How to Write an Action Scene

action

How to Write an Action Scene

A high-speed, stunt-filled incident isn’t the only thing which qualifies as an action scene. It can be any point in the plot where you want the tension to ratchet up by way of some physical acts. A bitter argument between two characters might be tense but would not typically be seen as action unless/until one socks the other and they get into a punching/hitting fight.

But whether it’s getting out of the wizard’s lair or the hero fleeing from mafia types, you want your reader to be right with your protagonist, weaving and dodging with him towards his goal. The story itself will provide some of the fascination for the reader but there are some quite mechanical ways to heighten the enjoyment of your scene.

Ways to improve an action scene

I’m going to discuss a couple but I can’t emphasize enough that these techniques should be considered after you have written the scene. Don’t start writing with thoughts like “Right—short sentences.” If you do, you risk flattening your writing by focusing on following the rules rather than creating excitement.

Let the creative side run free and after the episode is written, consider the following.

Short sentences

Not: She was stymied by the locked door and didn’t know what to do.

Rather: The door was locked. She was stymied. What to do?

As much as possible, you want to create a kind of staccato effect in your writing.
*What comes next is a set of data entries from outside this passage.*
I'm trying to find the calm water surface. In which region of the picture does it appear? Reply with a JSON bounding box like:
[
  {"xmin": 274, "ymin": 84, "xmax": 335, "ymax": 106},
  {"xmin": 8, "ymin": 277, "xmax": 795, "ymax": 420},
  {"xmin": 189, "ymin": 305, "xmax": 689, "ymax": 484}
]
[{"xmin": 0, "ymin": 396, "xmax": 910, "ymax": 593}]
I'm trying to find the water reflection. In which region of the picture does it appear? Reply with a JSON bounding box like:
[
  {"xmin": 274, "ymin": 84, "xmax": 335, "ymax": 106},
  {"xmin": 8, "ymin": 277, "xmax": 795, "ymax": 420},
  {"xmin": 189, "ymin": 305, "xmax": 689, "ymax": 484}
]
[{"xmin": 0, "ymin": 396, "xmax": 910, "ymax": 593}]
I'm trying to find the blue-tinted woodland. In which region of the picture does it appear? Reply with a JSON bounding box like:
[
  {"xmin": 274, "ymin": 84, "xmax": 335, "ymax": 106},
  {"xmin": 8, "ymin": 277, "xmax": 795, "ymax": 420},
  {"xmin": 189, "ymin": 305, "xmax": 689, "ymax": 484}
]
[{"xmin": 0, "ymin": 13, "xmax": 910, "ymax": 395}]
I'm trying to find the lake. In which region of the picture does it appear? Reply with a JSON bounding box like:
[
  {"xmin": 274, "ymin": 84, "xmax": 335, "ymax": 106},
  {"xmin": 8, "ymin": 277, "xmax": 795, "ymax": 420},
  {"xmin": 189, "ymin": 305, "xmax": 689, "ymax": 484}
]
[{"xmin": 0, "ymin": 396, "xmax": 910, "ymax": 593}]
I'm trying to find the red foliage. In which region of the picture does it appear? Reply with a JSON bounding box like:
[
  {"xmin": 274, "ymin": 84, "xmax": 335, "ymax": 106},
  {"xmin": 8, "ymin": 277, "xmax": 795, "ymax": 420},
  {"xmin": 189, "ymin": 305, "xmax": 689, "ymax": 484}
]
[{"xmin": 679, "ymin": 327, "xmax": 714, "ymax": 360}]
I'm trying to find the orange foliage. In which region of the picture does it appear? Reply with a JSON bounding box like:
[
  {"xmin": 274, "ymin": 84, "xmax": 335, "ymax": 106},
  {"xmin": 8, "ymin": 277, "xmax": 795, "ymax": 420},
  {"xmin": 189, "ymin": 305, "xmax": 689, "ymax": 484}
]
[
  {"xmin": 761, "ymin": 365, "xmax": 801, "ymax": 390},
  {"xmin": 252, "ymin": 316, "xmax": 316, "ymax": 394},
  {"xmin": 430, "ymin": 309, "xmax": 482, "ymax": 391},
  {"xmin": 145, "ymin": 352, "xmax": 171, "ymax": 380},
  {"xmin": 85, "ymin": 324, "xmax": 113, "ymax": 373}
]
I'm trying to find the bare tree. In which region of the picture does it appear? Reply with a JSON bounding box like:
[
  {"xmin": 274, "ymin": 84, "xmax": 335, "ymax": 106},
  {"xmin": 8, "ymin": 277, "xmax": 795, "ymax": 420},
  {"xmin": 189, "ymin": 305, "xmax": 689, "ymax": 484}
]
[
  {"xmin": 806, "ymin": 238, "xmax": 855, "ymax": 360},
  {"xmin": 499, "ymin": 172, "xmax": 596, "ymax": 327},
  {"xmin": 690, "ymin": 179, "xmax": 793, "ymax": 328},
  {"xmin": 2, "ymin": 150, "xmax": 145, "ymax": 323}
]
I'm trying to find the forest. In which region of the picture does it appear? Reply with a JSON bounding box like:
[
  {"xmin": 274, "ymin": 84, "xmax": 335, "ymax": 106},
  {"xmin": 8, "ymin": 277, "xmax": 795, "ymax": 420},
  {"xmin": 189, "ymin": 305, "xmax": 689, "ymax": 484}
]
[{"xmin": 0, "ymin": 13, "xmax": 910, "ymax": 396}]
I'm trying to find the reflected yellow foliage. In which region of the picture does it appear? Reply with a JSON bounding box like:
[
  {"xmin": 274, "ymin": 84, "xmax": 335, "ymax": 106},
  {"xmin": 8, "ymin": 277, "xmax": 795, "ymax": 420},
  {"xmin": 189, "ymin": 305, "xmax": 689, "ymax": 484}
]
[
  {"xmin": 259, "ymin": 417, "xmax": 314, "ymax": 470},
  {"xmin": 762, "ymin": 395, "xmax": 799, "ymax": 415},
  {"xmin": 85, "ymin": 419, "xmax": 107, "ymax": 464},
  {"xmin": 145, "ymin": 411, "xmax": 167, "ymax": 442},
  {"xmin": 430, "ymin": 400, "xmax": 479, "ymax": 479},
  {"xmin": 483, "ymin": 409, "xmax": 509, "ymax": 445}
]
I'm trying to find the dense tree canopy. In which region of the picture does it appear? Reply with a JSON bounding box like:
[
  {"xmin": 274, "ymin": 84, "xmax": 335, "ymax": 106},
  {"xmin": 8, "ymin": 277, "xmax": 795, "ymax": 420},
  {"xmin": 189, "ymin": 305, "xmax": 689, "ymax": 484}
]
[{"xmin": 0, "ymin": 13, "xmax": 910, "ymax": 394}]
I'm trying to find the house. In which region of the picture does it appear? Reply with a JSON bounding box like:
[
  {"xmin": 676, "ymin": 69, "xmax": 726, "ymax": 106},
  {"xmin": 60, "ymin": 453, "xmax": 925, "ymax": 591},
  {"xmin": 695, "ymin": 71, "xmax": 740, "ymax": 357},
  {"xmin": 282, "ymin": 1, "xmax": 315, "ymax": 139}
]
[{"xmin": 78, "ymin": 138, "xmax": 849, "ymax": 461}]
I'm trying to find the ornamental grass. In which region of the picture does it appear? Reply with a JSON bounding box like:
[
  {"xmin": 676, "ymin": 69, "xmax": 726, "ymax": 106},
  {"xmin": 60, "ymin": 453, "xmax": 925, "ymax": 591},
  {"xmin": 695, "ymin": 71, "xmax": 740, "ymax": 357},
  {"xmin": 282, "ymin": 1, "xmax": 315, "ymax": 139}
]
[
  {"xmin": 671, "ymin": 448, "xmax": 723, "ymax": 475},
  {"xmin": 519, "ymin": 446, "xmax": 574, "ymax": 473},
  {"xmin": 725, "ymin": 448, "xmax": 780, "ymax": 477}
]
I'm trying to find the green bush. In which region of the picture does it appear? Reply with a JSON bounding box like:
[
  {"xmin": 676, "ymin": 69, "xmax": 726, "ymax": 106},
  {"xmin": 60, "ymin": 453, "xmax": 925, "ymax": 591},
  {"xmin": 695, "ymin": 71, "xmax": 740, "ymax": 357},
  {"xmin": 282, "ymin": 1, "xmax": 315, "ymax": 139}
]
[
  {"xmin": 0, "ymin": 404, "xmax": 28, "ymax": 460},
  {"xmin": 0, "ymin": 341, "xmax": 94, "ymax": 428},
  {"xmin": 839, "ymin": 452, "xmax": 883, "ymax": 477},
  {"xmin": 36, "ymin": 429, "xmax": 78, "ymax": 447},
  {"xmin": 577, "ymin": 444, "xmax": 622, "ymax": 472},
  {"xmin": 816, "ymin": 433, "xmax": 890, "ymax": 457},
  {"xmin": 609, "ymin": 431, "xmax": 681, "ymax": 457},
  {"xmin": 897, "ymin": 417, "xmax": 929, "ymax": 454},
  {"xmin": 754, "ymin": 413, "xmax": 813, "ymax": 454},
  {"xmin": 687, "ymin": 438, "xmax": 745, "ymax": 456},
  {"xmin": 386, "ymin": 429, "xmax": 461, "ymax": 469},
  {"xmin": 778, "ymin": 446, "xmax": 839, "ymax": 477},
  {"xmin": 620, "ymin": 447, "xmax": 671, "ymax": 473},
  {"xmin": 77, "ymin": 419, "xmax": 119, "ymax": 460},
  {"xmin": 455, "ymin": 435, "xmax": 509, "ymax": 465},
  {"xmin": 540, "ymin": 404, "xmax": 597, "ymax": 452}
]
Sentences with more connecting words (e.g. and) are better in more reflective moments.

Action words

Obvious, but sometimes forgotten in the heat of the writing.

Not: She was totally unprepared by the hit of a fist on the side of her head.

Rather: His fist hit on the side of her head.

I think the ‘totally unprepared’ was intended to convey shock or surprise. You could add an adverb like ‘suddenly’ but I have already expressed my views on the overuse of adverbs. I would prefer an action like ‘She staggered.’

Limit internal dialogue

Think about when you have been in an urgent situation—your son has fallen down the stairs or you are in a car accident. Do you think, “Oh my god, what should I do?” Well, you might if you were Hamlet or some other famous ditherer. But more likely, you’d spring into action—checking for injury, calling 911, etc. Keep this in mind when writing these types of events. The characters are generally doing and not thinking about it.

If you want them to react, do it after the action is completed, for good or ill, not during.

Terse dialogue

In a TV show I saw, the spaceship was about to crash land and the pilot yells, “Lower the screens so I can see better.”

First of all this is a bit of an AYKB or an As-You-Know-Bob piece of dialogue intended to tell the reader something that all the characters in the scene already know. In our example, wouldn’t any crew worth its salt already know why the pilot needs the shields down even if you, the reader, may not?

In an emergency situation, the pilot is more likely to yell, “Lower the shields!”

This might seem like a niggle. But you need to remember that if you want your reader to feel the tension of the scene, the characters need to act tense. And this is often communicated through terse dialogue.

Alls to say, remember that people in urgent situations don’t use full sentences, don’t observe social niceties like please and thank you and don’t provide onlookers with background information. Neither should your characters.